Silent


 昨日のことだ。久しぶりに会ったというのにアスランがへそを曲げ、昨夜から口をきいていない。
 原因はささいなことだった。取るに足らない程の。だが、意地っ張りなイザークと負けず嫌いなアスランの組み合わせでは、原因がささやかであればあるほど、理由がくだらなければくだらないほど、どちらも折れないために意地の張り合いは長くなる。
 久しぶりに会ったというのに。
 イザークは、部屋の隅で椅子に座る恋人に目だけを向けた。相手は涼しい顔で、イザークの蔵書に目を通している。関心があるとはとても思えない中世ヨーロッパの城の本だが、ページをめくる指はゆるやかで、アスランがきちんと目を通していることがわかる。
 共通の話題ができるのは悪くない。
 関心は薄いようだが、ふと思い出すことはあるらしく、ときどきアスランはイザークの蔵書で仕入れた知識を話題に振ることがあった。
 前に聞かれたのは、東洋の龍が神とされるのに対し、西洋の竜が悪の化身とされるのは何故かということだった。土着信仰の神々を悪魔とした宗教上の理由と何か関係があるのかとアスランは聞いたが、イザークはそれを否定した。もともとドラゴンの語源となる言葉は古くからあり、聖書にも出てくるからだ。
 イザークがそういうと、納得したのか、「そうか」と言ったっきりアスランがそれ以上話を続けることはなかったが、アスランに「おしえてやる」という行為自体は悪くない。アスランは生徒としては優秀なうえ、相手を認めることも知っている。
 が。
 イザークは立ち上がった。
 民俗学や歴史といった分野でイザークを認めているのと、それ以外については別らしい。意外に素直な一面を見せることもあるが、こんなときのアスランは頑固で可愛げがないことこのうえない。
 アスランの前に立ち、イザークは本を取り上げた。
「いつまで意地を張ってるつもりだ?」
 休暇は短く、会うことは少ない。その少ない機会を、こんな無駄なことで潰すつもりなどイザークにはなかった。

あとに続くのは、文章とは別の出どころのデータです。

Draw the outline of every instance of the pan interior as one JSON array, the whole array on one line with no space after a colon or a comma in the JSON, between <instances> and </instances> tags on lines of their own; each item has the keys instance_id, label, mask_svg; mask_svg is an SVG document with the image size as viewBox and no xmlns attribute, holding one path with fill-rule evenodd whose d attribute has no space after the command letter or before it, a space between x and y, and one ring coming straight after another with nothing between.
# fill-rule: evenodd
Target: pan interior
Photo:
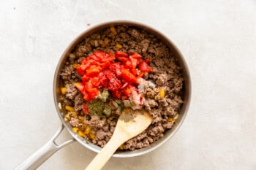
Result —
<instances>
[{"instance_id":1,"label":"pan interior","mask_svg":"<svg viewBox=\"0 0 256 170\"><path fill-rule=\"evenodd\" d=\"M61 108L61 104L60 103L61 102L60 101L60 95L61 95L60 87L62 87L60 73L61 72L61 69L64 68L64 66L66 63L66 61L69 55L70 54L71 51L73 50L73 48L77 44L78 44L80 41L82 41L86 37L91 35L95 32L97 32L100 30L102 30L111 26L120 26L120 25L132 26L138 27L138 28L140 28L140 29L144 29L146 31L148 31L152 34L154 34L157 36L158 36L159 39L161 39L170 48L172 52L174 53L174 55L177 58L180 66L183 68L182 74L184 77L184 104L181 107L181 109L179 113L180 114L179 118L178 119L177 122L175 123L175 125L171 129L165 132L163 137L159 139L158 141L154 142L153 144L150 144L148 147L146 147L140 150L137 150L135 151L125 151L125 152L117 151L113 155L113 157L128 158L128 157L138 156L138 155L148 153L157 149L157 147L161 146L162 144L165 143L168 139L170 139L170 138L176 133L176 131L181 126L182 122L184 121L187 115L187 110L189 109L190 96L191 96L191 82L190 82L190 76L189 74L189 69L184 58L182 57L181 53L179 52L177 47L174 45L174 44L170 40L169 40L165 35L162 34L161 33L156 31L155 29L148 27L148 26L138 23L131 22L131 21L115 21L115 22L105 23L92 27L88 30L86 30L84 32L80 34L77 38L75 38L71 42L71 44L67 47L66 50L63 53L59 60L59 62L57 65L55 75L54 75L53 96L54 96L56 108L57 110L57 113L59 116L59 118L61 123L65 126L65 128L72 135L72 136L75 138L80 144L81 144L84 147L96 152L99 152L101 150L99 147L94 145L93 144L89 143L84 139L77 135L75 132L72 131L72 126L69 123L64 121L64 117L66 114L66 111L65 109L64 109L64 108Z\"/></svg>"}]
</instances>

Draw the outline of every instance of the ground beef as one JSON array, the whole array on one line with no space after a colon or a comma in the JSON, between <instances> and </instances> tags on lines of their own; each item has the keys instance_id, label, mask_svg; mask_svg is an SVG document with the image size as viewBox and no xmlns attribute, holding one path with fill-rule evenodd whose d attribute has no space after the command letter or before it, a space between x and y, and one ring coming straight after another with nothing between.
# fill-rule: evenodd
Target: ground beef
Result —
<instances>
[{"instance_id":1,"label":"ground beef","mask_svg":"<svg viewBox=\"0 0 256 170\"><path fill-rule=\"evenodd\" d=\"M153 71L145 74L144 79L152 83L140 84L139 90L145 94L143 109L153 117L153 123L143 133L122 145L124 150L134 150L154 143L173 127L183 103L184 77L181 68L170 49L156 36L140 28L119 26L116 27L116 34L107 28L86 37L72 51L74 55L68 58L61 73L64 85L67 86L65 95L61 96L63 105L73 106L78 117L68 119L70 125L84 131L91 128L94 137L86 135L84 138L100 147L104 147L111 138L118 117L99 117L97 115L84 115L83 96L73 83L80 82L81 77L74 69L74 64L95 50L114 53L121 50L128 53L138 53L143 59L148 58ZM106 39L108 43L106 44ZM121 48L118 48L116 45ZM165 96L160 96L159 89L165 90Z\"/></svg>"}]
</instances>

 しかしアスランの意地はそれを上回っていたらしい。黙ったまま手を出して、本を返せという。あくまで口をきこうとしないアスランを責めるように、イザークは片眉を上げた。
「おい」
 しかしアスランは平然とイザークの手から本を取り戻し、澄ました顔でページを開く。
 そっちがその気なら。
 フンとイザークは鼻を鳴らすと、おもむろにアスランの背後に回った。椅子の背もたれ越しに、後ろからアスランの顎に手を掛け上を向かせる。批難めいた碧の目が向けられたが、意にも介せずイザークは無理やり顔を自分の方に向けさせ、その唇に口付けた。

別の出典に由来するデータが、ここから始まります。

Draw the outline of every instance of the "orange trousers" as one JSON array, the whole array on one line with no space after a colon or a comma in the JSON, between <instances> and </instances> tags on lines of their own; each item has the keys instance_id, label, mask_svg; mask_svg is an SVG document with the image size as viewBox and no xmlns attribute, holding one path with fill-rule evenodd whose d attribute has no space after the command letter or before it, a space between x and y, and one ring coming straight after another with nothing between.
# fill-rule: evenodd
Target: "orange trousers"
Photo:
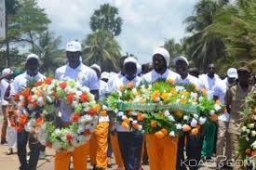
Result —
<instances>
[{"instance_id":1,"label":"orange trousers","mask_svg":"<svg viewBox=\"0 0 256 170\"><path fill-rule=\"evenodd\" d=\"M146 135L150 170L176 170L178 138Z\"/></svg>"},{"instance_id":2,"label":"orange trousers","mask_svg":"<svg viewBox=\"0 0 256 170\"><path fill-rule=\"evenodd\" d=\"M118 165L118 167L122 167L124 169L125 166L124 166L116 133L114 135L111 135L111 144L112 144L112 150L114 152L115 163Z\"/></svg>"},{"instance_id":3,"label":"orange trousers","mask_svg":"<svg viewBox=\"0 0 256 170\"><path fill-rule=\"evenodd\" d=\"M69 170L70 159L73 157L74 170L87 170L87 155L89 150L88 142L74 149L74 151L56 151L55 170Z\"/></svg>"},{"instance_id":4,"label":"orange trousers","mask_svg":"<svg viewBox=\"0 0 256 170\"><path fill-rule=\"evenodd\" d=\"M107 169L108 122L99 123L89 140L89 158L92 165Z\"/></svg>"}]
</instances>

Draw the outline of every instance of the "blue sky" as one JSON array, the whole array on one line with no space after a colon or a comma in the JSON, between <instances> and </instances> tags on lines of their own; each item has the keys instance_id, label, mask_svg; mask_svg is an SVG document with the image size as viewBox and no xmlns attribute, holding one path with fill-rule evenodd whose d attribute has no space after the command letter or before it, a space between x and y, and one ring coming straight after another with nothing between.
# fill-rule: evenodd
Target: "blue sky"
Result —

 キッと碧の目が睨み付けてくる。それにイザークは目を細め、口の端を歪めて笑う。
「貴様は本でも何でも好きに読んでいればいいだろうが。オレはオレで好きにする」
 相手にしていられないといったところか。本でイザークの鼻先を押し戻し、アスランが立ち上がった。その手を掴まえ、イザークはベッドに押し倒す。睨み付けてくる目に、面白そうにイザークは喉を鳴らした。
「文句があるなら口に出して言えばどうだ?」
 イザークとて折れるつもりは毛頭ない。アスランが何か言えば聞いてやらないこともないが、もともとイザークも意地っ張りにできている。

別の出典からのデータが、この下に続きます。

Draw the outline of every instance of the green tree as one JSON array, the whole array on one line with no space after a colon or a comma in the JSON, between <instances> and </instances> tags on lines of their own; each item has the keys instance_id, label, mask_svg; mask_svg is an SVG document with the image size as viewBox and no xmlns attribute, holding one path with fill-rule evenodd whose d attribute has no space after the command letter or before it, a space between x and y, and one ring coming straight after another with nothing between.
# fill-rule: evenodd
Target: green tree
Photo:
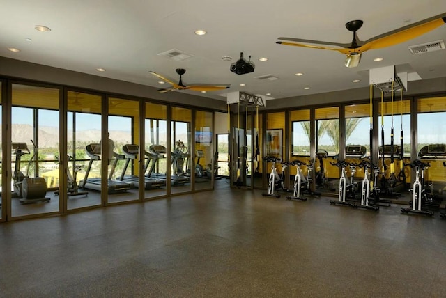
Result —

 イザークを睨み付けていたアスランが、おもむろに開いたページをイザークに突きつけた。
 バッ
 アスランが本の一箇所を指で押さえ、反射的にイザークはその指を追う。
『悪かった』
「…………」
 悪いと思っているなら、それらしい態度を見せたらどうなのだ。
 アスランが指で辿った文字に脱力したイザークは、思わずアスランの上に倒れ込んだ。

2007.9.15
無言のままコトに至り、イザークがアスランに
本で頭をぱこりとやられる予定だったんですが
始まる前に終わってしまいました。